Sometimes the best and brightest fail. Sometimes the visionaries, like Icarus, drown in a sea of mediocrity, inertia, and resistance to change. Sometimes the good guys aren’t left standing in the final reel.

The online advertising industry is on a precipice. The tools are in place for it to go either way: success, innovation, engagement, and creativity to a degree we’ve never seen in advertising before, or...Ginsu knives, X10 cameras, and Boxcar Willie recordings. I’ve seen this all before and believe me, the last time out...the dark force won.

I’m speaking of the computer games industry. Remember Myst? Remember The Seventh Guest? Those two games became in a very short time the best selling computer games of all time and, in a way, were responsible for people finally getting a CD-ROM player, a sound card, and a set of speakers. In other words, they forged the way for the explosion of the multimedia market (an industry that had languished for years) and held out the promise of new form of entertainment they called SillyWood at the time: the convergence of Silicon Valley and Hollywood.

So what happened to this dream? For one thing, the two groups never really understood each other or got along. It was the battle of the old-time gamers/technologists vs. Hollywood storytellers. Each dug their heels in, neither understanding the other’s world or business. Also, neither understood how to combine what they were doing to create something truly new, something world-shaking.

All the true gamers hated Myst. They thought it was a lot of pretty pictures: a slide show, not a game. But in fact, Myst brought more new people into the CD-ROM computer gaming industry than ever before. But for gamers it was an anomaly. Gamers wanted to keep creating what they had created in the past: a faster shooter, a quicker racing game, the next version of a famous football title.

On the other hand, Hollywood didn’t understand the importance of interactivity: they treated games like a linear movie, but one that had different endings. Neither group understood that a different type of artist was necessary for this new shift in entertainment to take place. For some of us, the brothers who developed Myst (and who lived out of a trailer to create it) represented that brief and shining moment when worlds do change. But the moment was brief. Gamers went back to their bits and bytes, Hollywood went back to making movies. And the world of gaming was a little less interesting as a result.

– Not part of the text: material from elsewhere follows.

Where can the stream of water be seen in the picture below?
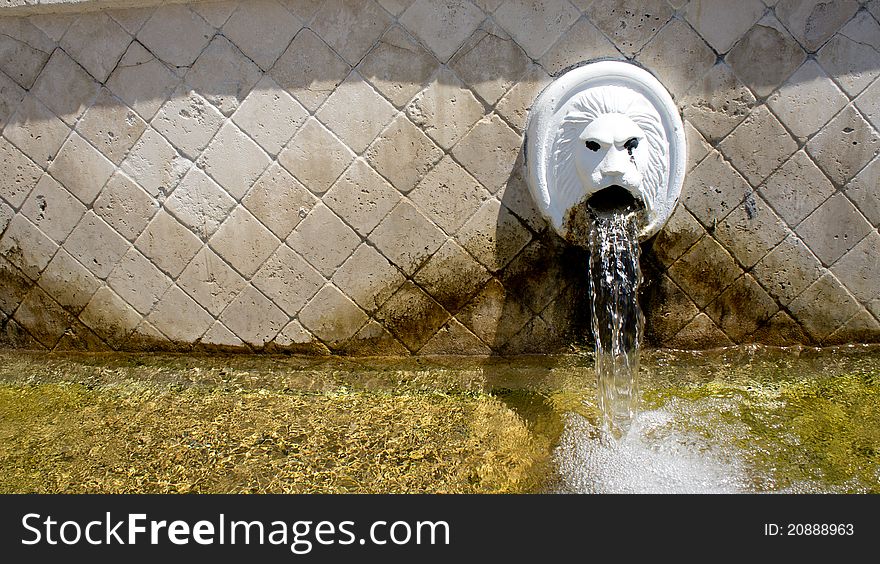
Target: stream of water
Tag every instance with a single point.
(618, 322)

Today, online advertising stands at that same crossroads: two paths diverging. One leads to a new way of communicating, a convergence of graphics and interactivity. The other is a brief, circumnavigation back to the past and the old way of doing things.

They say that the best creative minds doing TV commercials are frustrated movie directors. Maybe we need frustrated game designers to push the frontier of rich media advertising. Or better yet, someone with vision who believes there is nothing frustrating at all in creating a new way of communicating, of selling an idea, of introducing a product that can change people’s lives. I’d hate to think such pioneers were just lost in the Myst.